Department of Physiology and Neuroscience, Zilkha Neurogenetic Institute, Keck School of Medicine, University of Southern California, Los Angeles, California, USA.
Huntington Medical Research Institutes, Pasadena, California, USA.
Alzheimers Dement. 2020 Jun;16(6):821-830. doi: 10.1002/alz.12061. Epub 2020 Apr 16.
Blood-brain barrier (BBB) breakdown and loss of brain capillary pericytes contributes to cognitive impairment. Pericytes express platelet-derived growth factor receptor-β (PDGFRβ) that regulates brain angiogenesis and blood vessel stability. Elevated soluble PDGFRβ (sPDGFRβ) levels in cerebrospinal fluid (CSF) indicate pericyte injury and BBB breakdown, which is an early biomarker of human cognitive dysfunction.

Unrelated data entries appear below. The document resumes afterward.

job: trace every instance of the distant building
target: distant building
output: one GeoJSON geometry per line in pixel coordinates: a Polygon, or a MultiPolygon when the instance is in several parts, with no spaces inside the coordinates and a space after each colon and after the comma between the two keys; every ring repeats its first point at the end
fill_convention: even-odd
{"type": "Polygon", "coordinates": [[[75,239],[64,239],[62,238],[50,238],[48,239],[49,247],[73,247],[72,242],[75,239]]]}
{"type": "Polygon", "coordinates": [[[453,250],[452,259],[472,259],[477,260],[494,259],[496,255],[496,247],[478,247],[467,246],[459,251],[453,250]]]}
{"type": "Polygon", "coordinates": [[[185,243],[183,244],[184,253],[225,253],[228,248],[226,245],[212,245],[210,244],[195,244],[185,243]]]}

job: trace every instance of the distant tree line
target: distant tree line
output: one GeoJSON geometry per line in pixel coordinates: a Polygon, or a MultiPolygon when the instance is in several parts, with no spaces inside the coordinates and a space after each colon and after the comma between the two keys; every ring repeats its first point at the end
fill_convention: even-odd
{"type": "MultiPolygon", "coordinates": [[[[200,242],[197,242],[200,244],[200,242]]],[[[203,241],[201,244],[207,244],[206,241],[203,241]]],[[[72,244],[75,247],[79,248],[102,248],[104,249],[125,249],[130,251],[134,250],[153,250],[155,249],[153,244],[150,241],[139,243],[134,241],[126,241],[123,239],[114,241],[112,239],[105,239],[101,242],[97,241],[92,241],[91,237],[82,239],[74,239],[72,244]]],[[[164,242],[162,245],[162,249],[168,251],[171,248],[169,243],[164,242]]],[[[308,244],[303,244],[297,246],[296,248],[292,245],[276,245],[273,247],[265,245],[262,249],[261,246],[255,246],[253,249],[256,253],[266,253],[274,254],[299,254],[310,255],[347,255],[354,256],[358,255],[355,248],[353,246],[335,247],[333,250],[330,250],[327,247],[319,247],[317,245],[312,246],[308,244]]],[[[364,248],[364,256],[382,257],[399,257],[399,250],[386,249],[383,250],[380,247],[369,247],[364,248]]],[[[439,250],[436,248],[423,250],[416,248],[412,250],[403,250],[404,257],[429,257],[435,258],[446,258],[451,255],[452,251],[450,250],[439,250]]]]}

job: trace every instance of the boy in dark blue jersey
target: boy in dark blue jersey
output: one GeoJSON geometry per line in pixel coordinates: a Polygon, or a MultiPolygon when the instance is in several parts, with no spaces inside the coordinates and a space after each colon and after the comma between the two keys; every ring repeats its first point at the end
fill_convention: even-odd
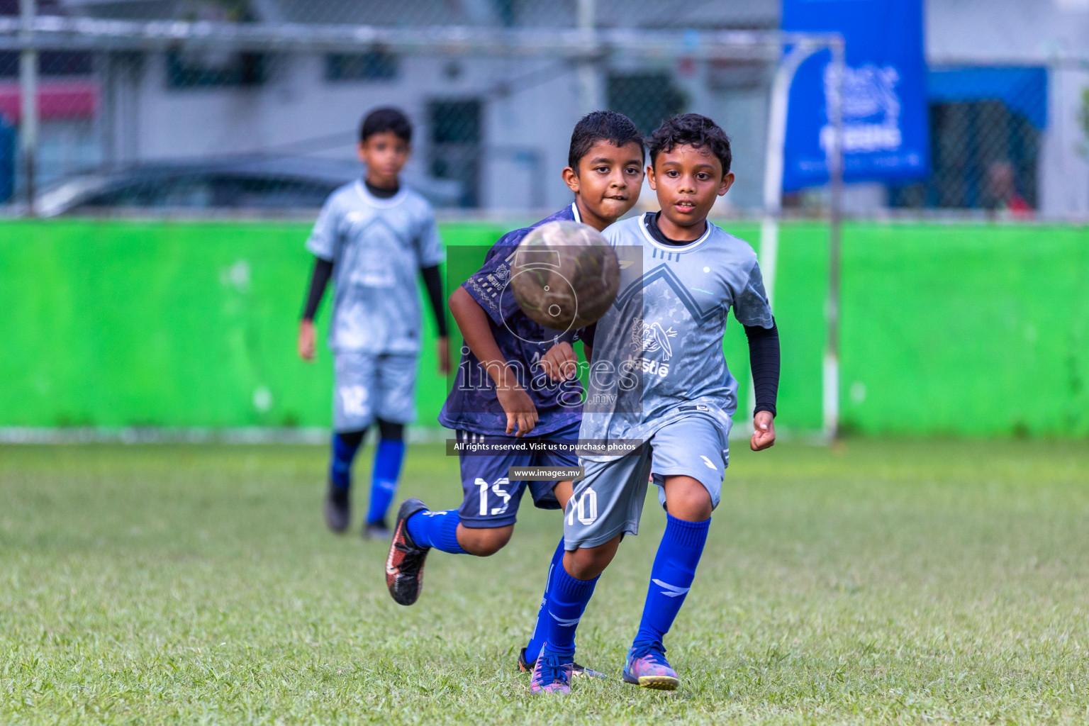
{"type": "MultiPolygon", "coordinates": [[[[488,251],[484,266],[450,296],[450,310],[465,339],[457,380],[439,421],[474,443],[525,444],[530,440],[578,439],[583,389],[576,377],[572,343],[576,333],[558,333],[530,320],[505,283],[518,243],[536,226],[567,220],[598,231],[635,206],[643,184],[643,137],[632,121],[596,111],[576,124],[563,180],[575,200],[530,227],[507,233],[488,251]]],[[[589,350],[587,349],[587,356],[589,350]]],[[[505,444],[504,444],[505,445],[505,444]]],[[[571,481],[510,481],[512,466],[573,467],[573,453],[525,448],[509,454],[461,453],[464,501],[458,509],[429,510],[416,499],[402,503],[386,565],[393,599],[411,605],[419,595],[424,561],[432,547],[454,554],[488,556],[511,539],[525,490],[541,508],[562,508],[571,481]]],[[[563,556],[560,541],[553,564],[563,556]]],[[[541,642],[535,637],[519,665],[533,667],[541,642]]]]}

A combination of reagents and conditions were tested, optimized, and validated on the Meso Scale Discovery electrochemiluminescence platform to develop a new sPDGFRβ immunoassay that was used to measure sPDGFRβ in human CSF from 147 individuals.
We developed standard operating procedures for a highly sensitive and reproducible sPDGFRβ immunoassay with a dynamic range from 100 to 26,000 pg/mL, and confirmed elevated CSF sPDGFRβ levels in individuals with cognitive dysfunction.
This assay could be applied at different laboratories to study brain pericytes and microvascular damage in relation to cognition in disorders associated with neurovascular and cognitive dysfunction.
血脑屏障(BBB)的破坏和脑毛细血管周细胞的丧失导致认知障碍。周细胞表达血小板衍生生长因子受体-β(PDGFRβ),它调节脑血管生成和血管稳定性。脑脊液(CSF)中可溶性 PDGFRβ(sPDGFRβ)水平升高表明周细胞损伤和 BBB 破坏,这是人类认知功能障碍的早期生物标志物。
在 Meso Scale Discovery 电化学发光平台上测试、优化和验证了一系列试剂和条件,以开发一种新的 sPDGFRβ免疫分析方法,用于测量 147 个人的人 CSF 中的 sPDGFRβ。
我们开发了一种高灵敏度和重现性的 sPDGFRβ免疫分析的标准操作程序,其动态范围为 100 至 26,000 pg/mL,并证实认知功能障碍个体的 CSF sPDGFRβ 水平升高。
该检测方法可在不同实验室应用,以研究与认知障碍相关的神经血管和认知功能障碍疾病中与脑周细胞和微血管损伤相关的认知功能。